そんな初期の頃の出会いから、以降、2人は図書館で顔を合わせる度に親しさを増していくのでした。用心深い紫苑さんはその年の4月に入ると、早速、ミルが入学した筈の、院のある大学へと赴きました。彼は大学の受付窓口で学生の知人だと名乗り、鷹夫という名前の人物が確かに4月からここに在籍しているかどうかと尋ね、ミルの紫苑さんへの言葉の真偽を確認しました。
「いやぁ、入学祝いをと思いましてね。」
紫苑さんは笑顔を作るとそんな事を言いました。こうやって応対に出て来た事務方の人にそれらしい訪問目的を告げると、自分は過去にどこそこの大学で教鞭をとっていたから、彼の研究のアドバイス等したいと思い、その参考にしたいからと申し出て、この大学でのミルこと鷹雄の専門カリキュラムなど尋ねるのでした。自由な大学の気風が主流の時代です、事務の人はにこやかに愛想よく出来るだけ細やかに説明してくれると、鷹夫の下宿などへの行き先も親切に教えてくれるのでした。
「いやぁ、ありがとうござました。早速祝いの品を持って訪ねます。」
紫苑さんはにこやかにミルの学舎を後にしました。
大学の門を出て、街路樹の通りを歩きだした紫苑さんは、自分の予想が外れた事に少々気落ちしていました。
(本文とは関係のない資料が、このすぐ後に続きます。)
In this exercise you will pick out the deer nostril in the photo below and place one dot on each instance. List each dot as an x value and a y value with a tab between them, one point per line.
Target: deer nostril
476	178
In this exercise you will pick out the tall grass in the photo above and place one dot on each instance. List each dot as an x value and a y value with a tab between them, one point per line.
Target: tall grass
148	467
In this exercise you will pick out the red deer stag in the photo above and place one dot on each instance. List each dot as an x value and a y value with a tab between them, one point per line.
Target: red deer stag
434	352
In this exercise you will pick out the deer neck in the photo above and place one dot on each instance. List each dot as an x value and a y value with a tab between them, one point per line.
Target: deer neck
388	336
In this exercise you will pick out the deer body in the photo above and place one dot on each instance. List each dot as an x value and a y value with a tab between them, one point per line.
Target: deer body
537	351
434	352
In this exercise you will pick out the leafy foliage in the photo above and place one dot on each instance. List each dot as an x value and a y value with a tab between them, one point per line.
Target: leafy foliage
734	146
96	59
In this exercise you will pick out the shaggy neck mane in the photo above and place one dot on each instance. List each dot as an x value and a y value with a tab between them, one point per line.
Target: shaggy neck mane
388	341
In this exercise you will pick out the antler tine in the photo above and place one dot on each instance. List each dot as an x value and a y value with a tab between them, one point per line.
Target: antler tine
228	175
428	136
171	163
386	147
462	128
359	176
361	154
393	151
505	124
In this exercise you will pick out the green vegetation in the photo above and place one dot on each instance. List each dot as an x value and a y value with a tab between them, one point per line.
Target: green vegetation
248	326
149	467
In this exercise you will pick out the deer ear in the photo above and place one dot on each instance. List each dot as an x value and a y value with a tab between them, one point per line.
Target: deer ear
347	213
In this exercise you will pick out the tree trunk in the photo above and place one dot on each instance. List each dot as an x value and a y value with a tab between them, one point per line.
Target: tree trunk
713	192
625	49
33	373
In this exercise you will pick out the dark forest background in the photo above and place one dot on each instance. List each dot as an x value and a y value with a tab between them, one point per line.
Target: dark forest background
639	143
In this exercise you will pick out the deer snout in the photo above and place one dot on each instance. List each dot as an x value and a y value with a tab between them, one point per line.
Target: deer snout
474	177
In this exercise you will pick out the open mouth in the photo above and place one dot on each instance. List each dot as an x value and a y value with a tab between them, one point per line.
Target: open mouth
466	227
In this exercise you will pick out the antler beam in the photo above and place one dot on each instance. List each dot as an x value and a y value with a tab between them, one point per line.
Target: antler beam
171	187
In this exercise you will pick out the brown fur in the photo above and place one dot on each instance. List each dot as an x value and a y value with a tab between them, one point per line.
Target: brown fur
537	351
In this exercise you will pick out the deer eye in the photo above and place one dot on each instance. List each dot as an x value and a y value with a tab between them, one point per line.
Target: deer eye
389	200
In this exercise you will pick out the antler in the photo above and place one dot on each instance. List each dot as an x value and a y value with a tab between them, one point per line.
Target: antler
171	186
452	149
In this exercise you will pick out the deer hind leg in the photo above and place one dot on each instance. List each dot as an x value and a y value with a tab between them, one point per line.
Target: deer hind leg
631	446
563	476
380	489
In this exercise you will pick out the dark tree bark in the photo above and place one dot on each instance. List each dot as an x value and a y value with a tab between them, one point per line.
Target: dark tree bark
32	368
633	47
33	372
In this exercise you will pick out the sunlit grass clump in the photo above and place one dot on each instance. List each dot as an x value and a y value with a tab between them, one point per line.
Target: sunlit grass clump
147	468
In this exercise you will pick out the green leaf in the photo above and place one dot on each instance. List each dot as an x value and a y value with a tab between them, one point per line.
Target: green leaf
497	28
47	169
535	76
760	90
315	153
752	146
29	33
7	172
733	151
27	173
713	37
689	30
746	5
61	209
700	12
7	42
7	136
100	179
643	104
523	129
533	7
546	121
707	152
『まぁ、いいさ。事実なら事実でも。そんな偶然というものも有るのだろうさ。』
彼はやや自虐的に内心呟き、それからすぐに顔を綻ばせました。彼は表情も明るく目を細ませるとにこにこと笑顔になりました。彼にはミルの言葉が嘘では無かった事が返って嬉しく思えたのです。
「まぁ、よかった。」
ぴーんと張りつめていた気持ちを緩めて安息すると、彼は自分の目に飛び込んで来る春爛漫の万物の風景や、散り敷いた桜の花びらに新しい季節の到来と生命の息吹を覚えるのです。彼はここ数年の恒例行事、暖かくなって痛んできた腰に手を遣るのでした。痛む部分を摩りながら背筋を伸ばし、しゃんとするとここ若人の学生が行きかう欅の街路を負けじとばかりに颯爽と歩いて行くのでした。